A new city is now catching the eye of tourists around the world. Stretching across the banks of River Douro is Portugal’s second-most popular destination called Porto.
The city attracts Europeans from northern Spain who cross the border to dig their toes in the sand or enjoy custard tart in the iconic café where J.K. Rowling once sat down to write the first few chapters of Harry Potter and the Philosopher’s Stone.
Here’s how you can soak up Porto’s beauty and culture in just 48 hours. Let’s get this adventure started!
Once you fly into Porto, the city center is only 15 minutes from the coast. There’s no need to get a taxi to the main city area, since there is a reliable metro connection running through the entire city. Travellers can take metro directly from the airport to the city’s commuter station, Trinidade.
Start your trip by visiting the historic Estacao Ferroviaria de Sao Bento, adorned with tiled walls, watermills and vineyards that convey the chronicles of the city’s most historic battles and conquests.
If you’re more fond of Portugal’s regional cuisine, head over to Rua Santa Cataria. There, a café named Majestic serves the most scrumptious custard tarts (or pastel de nata in Spanish) you’ll find anywhere in the country. If you’re lucky, you might even be able to secure a seat at the table where J.K. Rowling once sat down in the 90’s to write the chapters of Harry Potter’s first book.
Just a mile from the café is the famous Capela de Almas which serves a history lesson of its own in the form of its typical blue and white tiles which enclose the 18th century chapel where Assisi’s Saints Francis and Catherine spent their lives. If you’re looking for something even more ancient, the 13th Century Se do Porto cathedral won’t disappoint.

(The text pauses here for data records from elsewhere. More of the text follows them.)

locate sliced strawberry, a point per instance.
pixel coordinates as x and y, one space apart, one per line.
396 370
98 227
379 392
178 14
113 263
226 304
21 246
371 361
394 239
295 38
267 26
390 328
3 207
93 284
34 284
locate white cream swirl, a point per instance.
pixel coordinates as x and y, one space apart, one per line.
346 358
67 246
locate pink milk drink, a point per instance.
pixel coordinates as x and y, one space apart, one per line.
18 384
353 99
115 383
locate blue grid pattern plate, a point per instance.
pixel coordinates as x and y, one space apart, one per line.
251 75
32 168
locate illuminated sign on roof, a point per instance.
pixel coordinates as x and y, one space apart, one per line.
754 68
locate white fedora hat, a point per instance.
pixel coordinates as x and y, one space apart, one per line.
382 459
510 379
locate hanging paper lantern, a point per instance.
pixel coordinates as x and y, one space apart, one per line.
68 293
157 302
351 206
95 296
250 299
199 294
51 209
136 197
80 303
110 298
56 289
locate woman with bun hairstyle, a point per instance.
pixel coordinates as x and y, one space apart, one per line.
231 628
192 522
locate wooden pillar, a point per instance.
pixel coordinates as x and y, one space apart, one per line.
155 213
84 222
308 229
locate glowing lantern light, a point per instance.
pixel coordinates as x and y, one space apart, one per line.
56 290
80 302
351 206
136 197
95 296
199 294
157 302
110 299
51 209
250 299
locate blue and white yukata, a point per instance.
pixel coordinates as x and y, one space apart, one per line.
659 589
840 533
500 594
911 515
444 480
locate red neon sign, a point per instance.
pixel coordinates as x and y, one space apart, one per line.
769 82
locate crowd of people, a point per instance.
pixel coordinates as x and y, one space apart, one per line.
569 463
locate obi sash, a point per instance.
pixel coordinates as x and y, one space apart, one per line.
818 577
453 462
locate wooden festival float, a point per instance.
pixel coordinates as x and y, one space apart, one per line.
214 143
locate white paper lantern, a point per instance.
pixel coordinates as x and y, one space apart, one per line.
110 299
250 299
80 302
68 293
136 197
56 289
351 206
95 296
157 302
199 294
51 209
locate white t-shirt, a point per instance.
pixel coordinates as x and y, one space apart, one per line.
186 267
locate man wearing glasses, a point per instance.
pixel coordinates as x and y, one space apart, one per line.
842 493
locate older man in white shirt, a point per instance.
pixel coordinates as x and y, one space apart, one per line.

The beautiful Morro Gardens are the perfect place to soak up some vitamin D on your post-prandial walk before heading over to Calem Port Wine Cellar for a wine-tasting adventure.
After a breakfast of milk coffee and buttered toast, start off your second day in Porto by riding one of the oldest trams in the country, built in 1930s. You can catch this tram from Ribeira district along Linha 1. It journeys to a coastal neighbourhood called Foz which has some of the best beaches in Porto.
Since breakfast in Portugal is typically light, you’ll probably be ravenous, come lunch time. Luckily there are plenty of restaurants that offer Porto’s classic francesinha. It’s a hearty sandwich dish which has a fried egg, sausage, roast meat and melted cheese wedged between two slices of bread, doused in tasty beer and tomato sauce.
Round up your trip with a delicious local beer from Letraria Craft Beer Garden Porto known for serving the best quality brews.